Dai fatti di Capitol Hill fino alla recente decisione della Corte costituzionale in tema di aborto, molti di noi sono rimasti interdetti da quello che sta succedendo in America in questo momento. Hai un’opinione in merito che vuoi condividere?

“È semplicemente scioccante! Il potere della lobby delle armi, la forza della destra religiosa sono impressionanti. Non pensavo potessero arrivare a questo punto. È scioccante che dei bianchi anziani possano decidere cosa fare con il corpo di una donna. La verità è che il nostro sistema politico ignora consapevolmente le persone in difficoltà, persone povere senza aiuti, abbandonate a sé stesse. Persone che si trasformano in tossicodipendenti, diventano malati di mente, diventano senzatetto. Non si prende cura nessuno di una fascia sempre più grande di popolazione povera, senza sussidi. Dire a una donna cosa può o non può fare con il suo corpo, questo è fascismo. Sono imbarazzato dal mio paese, sono imbarazzato dal mio presidente. Sono arrivato al punto che se continuerà in questo modo dovrò pensare seriamente di lasciare gli Stati Uniti”.
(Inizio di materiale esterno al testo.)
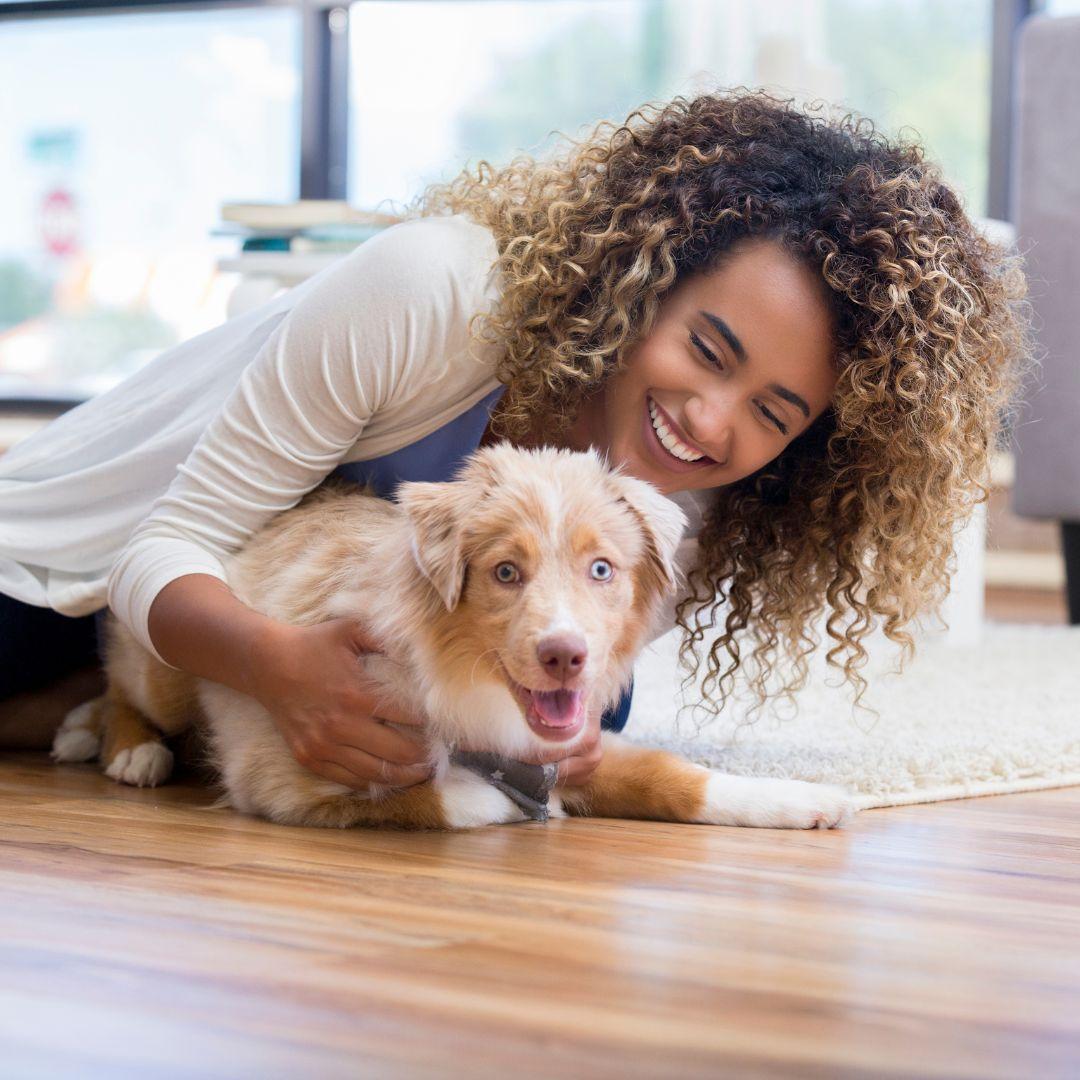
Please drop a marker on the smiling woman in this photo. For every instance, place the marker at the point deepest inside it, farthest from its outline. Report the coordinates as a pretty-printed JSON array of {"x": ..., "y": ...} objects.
[
  {"x": 784, "y": 312},
  {"x": 739, "y": 363},
  {"x": 784, "y": 322}
]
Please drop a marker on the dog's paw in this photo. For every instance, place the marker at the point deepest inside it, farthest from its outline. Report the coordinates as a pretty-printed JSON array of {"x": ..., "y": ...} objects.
[
  {"x": 774, "y": 804},
  {"x": 470, "y": 801},
  {"x": 76, "y": 739},
  {"x": 146, "y": 766}
]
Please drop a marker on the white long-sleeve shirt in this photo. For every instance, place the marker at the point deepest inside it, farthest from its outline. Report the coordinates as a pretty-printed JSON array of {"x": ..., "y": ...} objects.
[{"x": 174, "y": 469}]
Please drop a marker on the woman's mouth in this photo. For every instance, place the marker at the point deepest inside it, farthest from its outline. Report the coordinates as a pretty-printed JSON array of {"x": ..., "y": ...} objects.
[{"x": 665, "y": 445}]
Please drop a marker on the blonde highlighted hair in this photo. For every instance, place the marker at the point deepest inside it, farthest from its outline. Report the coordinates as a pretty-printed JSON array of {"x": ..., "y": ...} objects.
[{"x": 856, "y": 516}]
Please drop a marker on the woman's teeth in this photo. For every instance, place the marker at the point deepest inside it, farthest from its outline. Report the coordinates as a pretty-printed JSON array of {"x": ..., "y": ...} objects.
[{"x": 671, "y": 444}]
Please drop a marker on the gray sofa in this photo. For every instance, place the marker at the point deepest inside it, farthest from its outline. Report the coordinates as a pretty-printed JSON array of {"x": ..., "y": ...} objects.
[{"x": 1047, "y": 213}]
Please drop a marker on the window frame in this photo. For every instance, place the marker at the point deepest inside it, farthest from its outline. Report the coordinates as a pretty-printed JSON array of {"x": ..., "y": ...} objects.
[{"x": 324, "y": 71}]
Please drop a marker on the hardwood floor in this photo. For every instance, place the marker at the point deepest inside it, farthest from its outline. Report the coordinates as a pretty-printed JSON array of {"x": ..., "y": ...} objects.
[{"x": 147, "y": 935}]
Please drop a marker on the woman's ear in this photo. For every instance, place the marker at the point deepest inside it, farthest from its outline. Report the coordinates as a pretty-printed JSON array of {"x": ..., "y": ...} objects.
[
  {"x": 437, "y": 514},
  {"x": 662, "y": 523}
]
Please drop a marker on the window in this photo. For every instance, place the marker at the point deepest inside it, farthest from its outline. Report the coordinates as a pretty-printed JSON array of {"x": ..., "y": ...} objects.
[
  {"x": 435, "y": 84},
  {"x": 121, "y": 136}
]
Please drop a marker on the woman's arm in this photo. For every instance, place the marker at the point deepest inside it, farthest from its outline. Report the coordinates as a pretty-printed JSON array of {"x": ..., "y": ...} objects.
[
  {"x": 368, "y": 334},
  {"x": 307, "y": 678}
]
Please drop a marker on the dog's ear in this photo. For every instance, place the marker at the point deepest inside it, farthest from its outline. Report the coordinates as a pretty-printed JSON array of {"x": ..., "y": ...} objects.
[
  {"x": 437, "y": 514},
  {"x": 662, "y": 523}
]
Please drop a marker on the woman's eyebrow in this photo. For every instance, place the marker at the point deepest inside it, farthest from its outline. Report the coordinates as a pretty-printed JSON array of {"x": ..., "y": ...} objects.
[
  {"x": 737, "y": 347},
  {"x": 721, "y": 327},
  {"x": 790, "y": 395}
]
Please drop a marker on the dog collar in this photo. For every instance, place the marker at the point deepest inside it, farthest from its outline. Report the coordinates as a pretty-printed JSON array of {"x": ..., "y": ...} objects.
[{"x": 526, "y": 785}]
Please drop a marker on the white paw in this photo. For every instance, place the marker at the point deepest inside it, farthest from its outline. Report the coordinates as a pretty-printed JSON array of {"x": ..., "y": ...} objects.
[
  {"x": 75, "y": 740},
  {"x": 146, "y": 766},
  {"x": 470, "y": 801},
  {"x": 774, "y": 804}
]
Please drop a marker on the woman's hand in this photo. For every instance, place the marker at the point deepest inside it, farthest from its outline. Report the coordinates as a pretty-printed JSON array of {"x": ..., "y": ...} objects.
[{"x": 331, "y": 714}]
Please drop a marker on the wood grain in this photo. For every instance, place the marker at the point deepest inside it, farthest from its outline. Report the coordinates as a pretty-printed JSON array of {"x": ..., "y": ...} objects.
[{"x": 144, "y": 934}]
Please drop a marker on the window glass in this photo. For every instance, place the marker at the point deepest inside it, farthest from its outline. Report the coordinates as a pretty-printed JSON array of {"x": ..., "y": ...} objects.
[
  {"x": 490, "y": 78},
  {"x": 121, "y": 135}
]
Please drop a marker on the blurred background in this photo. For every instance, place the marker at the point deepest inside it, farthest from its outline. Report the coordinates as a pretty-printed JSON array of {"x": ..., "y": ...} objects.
[{"x": 125, "y": 126}]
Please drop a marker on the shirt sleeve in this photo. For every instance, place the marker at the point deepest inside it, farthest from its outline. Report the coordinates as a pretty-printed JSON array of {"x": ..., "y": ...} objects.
[{"x": 358, "y": 339}]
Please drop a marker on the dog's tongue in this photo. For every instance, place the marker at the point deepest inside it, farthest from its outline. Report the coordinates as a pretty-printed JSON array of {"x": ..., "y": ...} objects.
[{"x": 557, "y": 707}]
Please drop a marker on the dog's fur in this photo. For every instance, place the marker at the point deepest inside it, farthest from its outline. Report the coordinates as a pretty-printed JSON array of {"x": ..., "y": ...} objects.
[{"x": 460, "y": 647}]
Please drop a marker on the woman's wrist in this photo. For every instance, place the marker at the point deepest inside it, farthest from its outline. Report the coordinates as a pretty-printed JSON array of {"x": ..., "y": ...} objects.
[{"x": 268, "y": 657}]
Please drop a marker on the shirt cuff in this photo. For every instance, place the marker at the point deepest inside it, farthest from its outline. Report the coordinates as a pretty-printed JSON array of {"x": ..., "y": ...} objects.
[{"x": 144, "y": 568}]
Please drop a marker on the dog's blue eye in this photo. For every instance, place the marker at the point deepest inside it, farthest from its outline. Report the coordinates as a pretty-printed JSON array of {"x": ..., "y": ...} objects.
[{"x": 602, "y": 569}]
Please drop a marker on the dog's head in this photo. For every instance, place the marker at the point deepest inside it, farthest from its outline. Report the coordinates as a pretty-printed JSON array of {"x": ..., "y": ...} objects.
[{"x": 544, "y": 570}]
Che rapporto hai con i nuovi artisti? Ascolti musica nuova? Ti piace tenerti aggiornato sulle ultime tendenze?

“Ascolto tantissima musica, sai. Mi piace questo ragazzo di Baltimora, Dijon, il suo album è stupendo. Ascolto un sacco di radio, non ho preclusioni di genere. Ho amato l’ultimo album dei Midlake. Ma oltre alle novità cerco sempre di scoprire musica degli anni sessanta e settanta che non conosco. Se inizi a pescare in quel periodo finisci in un pozzo senza fondo, c’è così tanta musica eccitante là fuori. Tanta musica fatta da adolescenti, inoltre. Mi fanno pensare che sono molto più avanti di quanto non fossi io alla loro età. Scrivono canzoni con una maturità e con un’innovazione sorprendenti. Quando ascolto musica cerco sempre di non pensare troppo a chi sia il cantante, a quanti anni abbia o da dove venga. Mi concentro solo sulla musica, sul fatto che sappia eccitarmi o meno. Torniamo al titolo del disco: cosa mi fa bruciare? Cosa ti accende? Un buon ritmo, una grande melodia, sono l’unica cosa che conta: non mi importa quanti anni hai o da dove vieni”.

Sei sempre in contatto con Manuel Agnelli? Avete in programma qualcosa insieme?

“Ho notato che non indossa più magliette (ndr: risate), è sempre a petto nudo. Gli ho scritto un messaggio ieri a questo proposito. Sai cosa? Adoro la sua nuova canzone, penso sia incredibile, super fresca. Manuel è quel tipo di persona, sempre alla ricerca della novità e sempre alla ricerca di spingere il suo limite. È un’artista nel vero senso della parola e sono così felice di vedere il successo che ha raggiunto, è semplicemente un ragazzo magnifico, nessuno se lo merita più di lui”.

Ho sempre pensato che la musica della tua band non sia di semplice catalogazione. Emerge l’amore per la musica soul, chiaramente, ma vi muovete allo stesso tempo in una zona d’ombra. Se dovessimo scambiarci i ruoli per un momento: come descriveresti la tua musica a qualcuno che ancora non vi conoscesse?

“Onestamente, per me è molto semplice: mi definisco un cantante di rock’n’roll. Intendo il rock’n’roll nel senso più ampio possibile. Non importa che tu faccia noise rock giapponese, Mississippi blues, musica country, hip hop: tutto nasce da una combustione interiore che ti consente di condividere sentimenti. Proviene tutto dall’esigenza di descrivere le proprie emozioni più profonde in questo idioma universale: il linguaggio della musica, il linguaggio del rock’n’roll”.